Hoy pensé en ti, y en como sería besarte, agarrarte de la mano, tumbarme a tu lado, y besarte otra vez. Esta noche estoy pensando en ti, y en como sería besarte, dejar que mis manos jueguen con tu pelo, llevarte el desayuno a la cama, acurrucarme contigo, y besarte otra vez. Mañana pensaré en ti, y en como sería besarte, ver la tele contigo, bailar contigo, y besarte otra vez.
Cuando me fui a dormir anoche, tenía ganas de besarte, y cuando me desperté esta mañana, esa sensación seguía ahí. Supongo que es porque volviste a aparecer en mis sueños. Por el agua, en mis brazos, eras real. Mis sueños eran largas olas de imaginación. Fuimos al mar, con cada ola me enamoré más y más de ti. De todas formas, eras granular, como la arena. Me desperté, y odié. Pues quería volver, volver a mi cabeza. Contigo. Pero eres una ilusión. No estábamos en el mar, ni en la cama, ni corriendo entre los árboles. Nada es real, aparte de mi amor por ti. Y a veces me pregunto si merece la pena luchar por amor, y entonces recuerdo tu cara y estoy lista para la guerra. Porque quererte es muy fácil, lo puedo hacer dormida, sueño contigo tan a menudo que es como si nunca te fueses.

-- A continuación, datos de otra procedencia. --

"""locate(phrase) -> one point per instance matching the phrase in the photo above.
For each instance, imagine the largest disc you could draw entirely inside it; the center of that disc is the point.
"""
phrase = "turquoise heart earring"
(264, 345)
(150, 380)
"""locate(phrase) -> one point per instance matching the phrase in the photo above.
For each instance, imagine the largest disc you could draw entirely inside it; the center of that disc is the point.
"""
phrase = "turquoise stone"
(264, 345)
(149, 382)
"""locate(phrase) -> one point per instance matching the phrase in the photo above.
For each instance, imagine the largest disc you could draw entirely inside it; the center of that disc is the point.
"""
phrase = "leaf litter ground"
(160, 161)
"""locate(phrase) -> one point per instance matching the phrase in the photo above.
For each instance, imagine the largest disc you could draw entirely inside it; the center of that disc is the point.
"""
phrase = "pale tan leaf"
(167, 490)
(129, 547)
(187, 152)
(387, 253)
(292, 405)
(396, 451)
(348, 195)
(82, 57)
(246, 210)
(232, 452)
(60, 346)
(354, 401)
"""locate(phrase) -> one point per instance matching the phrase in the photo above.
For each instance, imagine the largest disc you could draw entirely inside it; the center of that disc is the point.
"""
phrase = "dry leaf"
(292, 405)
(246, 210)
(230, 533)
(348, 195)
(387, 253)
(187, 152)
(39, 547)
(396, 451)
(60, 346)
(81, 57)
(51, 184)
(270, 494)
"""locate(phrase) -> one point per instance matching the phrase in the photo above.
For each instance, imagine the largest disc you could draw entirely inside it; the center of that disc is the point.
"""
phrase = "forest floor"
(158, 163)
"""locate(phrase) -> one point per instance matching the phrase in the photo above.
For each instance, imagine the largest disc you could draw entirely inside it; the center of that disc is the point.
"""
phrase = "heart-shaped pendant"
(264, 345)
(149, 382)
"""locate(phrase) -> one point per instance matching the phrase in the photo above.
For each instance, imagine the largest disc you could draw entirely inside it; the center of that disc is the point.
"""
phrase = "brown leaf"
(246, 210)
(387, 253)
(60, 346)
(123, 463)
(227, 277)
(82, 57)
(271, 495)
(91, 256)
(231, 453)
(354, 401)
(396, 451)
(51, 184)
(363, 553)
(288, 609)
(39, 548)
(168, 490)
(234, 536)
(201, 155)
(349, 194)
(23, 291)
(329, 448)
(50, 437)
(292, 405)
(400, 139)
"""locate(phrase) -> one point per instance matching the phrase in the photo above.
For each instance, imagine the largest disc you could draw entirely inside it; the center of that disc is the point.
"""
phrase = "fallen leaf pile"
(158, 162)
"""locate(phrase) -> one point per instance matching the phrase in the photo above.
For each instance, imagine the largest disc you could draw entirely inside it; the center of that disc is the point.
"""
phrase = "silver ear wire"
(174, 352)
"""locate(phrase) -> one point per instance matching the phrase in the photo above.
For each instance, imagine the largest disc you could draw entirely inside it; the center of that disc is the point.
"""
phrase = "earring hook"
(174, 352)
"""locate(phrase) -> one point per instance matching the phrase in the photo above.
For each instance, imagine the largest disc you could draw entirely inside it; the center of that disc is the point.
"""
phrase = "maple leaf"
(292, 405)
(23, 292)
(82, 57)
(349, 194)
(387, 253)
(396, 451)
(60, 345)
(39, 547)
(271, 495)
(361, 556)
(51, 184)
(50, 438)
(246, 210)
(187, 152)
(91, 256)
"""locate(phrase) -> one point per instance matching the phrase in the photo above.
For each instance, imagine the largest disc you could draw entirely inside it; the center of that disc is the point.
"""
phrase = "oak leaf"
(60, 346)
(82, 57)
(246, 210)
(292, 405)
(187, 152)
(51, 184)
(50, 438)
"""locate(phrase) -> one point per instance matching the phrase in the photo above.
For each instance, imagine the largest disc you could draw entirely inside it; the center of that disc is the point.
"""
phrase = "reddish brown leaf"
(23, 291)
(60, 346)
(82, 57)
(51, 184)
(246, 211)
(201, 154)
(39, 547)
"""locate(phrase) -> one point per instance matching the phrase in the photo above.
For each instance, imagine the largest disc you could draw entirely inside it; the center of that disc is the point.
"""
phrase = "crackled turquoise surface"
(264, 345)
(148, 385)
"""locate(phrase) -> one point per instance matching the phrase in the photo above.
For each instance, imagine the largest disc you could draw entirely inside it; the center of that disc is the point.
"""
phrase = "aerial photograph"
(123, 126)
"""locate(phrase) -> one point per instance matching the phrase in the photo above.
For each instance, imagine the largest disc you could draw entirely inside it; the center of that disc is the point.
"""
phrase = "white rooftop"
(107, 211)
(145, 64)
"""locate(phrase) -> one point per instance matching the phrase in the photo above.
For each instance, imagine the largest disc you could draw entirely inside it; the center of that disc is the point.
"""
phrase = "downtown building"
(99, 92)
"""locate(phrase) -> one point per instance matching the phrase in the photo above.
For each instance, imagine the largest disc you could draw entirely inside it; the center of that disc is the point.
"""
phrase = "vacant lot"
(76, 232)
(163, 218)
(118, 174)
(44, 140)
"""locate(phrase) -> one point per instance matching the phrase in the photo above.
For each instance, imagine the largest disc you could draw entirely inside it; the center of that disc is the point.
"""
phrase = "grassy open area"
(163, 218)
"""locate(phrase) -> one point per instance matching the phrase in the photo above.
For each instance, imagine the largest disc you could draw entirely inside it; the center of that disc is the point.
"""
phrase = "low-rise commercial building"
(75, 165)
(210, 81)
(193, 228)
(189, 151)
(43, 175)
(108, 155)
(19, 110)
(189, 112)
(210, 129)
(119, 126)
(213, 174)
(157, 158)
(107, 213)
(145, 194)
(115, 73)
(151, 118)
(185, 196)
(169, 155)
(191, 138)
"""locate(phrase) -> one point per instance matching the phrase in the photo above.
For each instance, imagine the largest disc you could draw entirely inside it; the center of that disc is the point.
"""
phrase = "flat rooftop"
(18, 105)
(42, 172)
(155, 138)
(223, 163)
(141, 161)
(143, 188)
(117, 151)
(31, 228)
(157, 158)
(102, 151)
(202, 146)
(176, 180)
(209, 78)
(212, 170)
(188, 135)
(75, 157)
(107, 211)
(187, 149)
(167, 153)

Confieso que tengo celos de la luna, porque conoce todos y cada uno de los pensamientos secretos que tienes a las 5 de la mañana; y de tus sábanas, que pueden tocar cada parte de ti cuando estas quedándote dormido, mientras yo observo esta almohada vacía esperando que tu cuerpo la caliente. Pero el sol, él es el que más suerte tiene de todos; cuando estás atontado, medio dormido, que ni siquiera te das cuenta de lo guapo que estás, él besa tus labios con luz.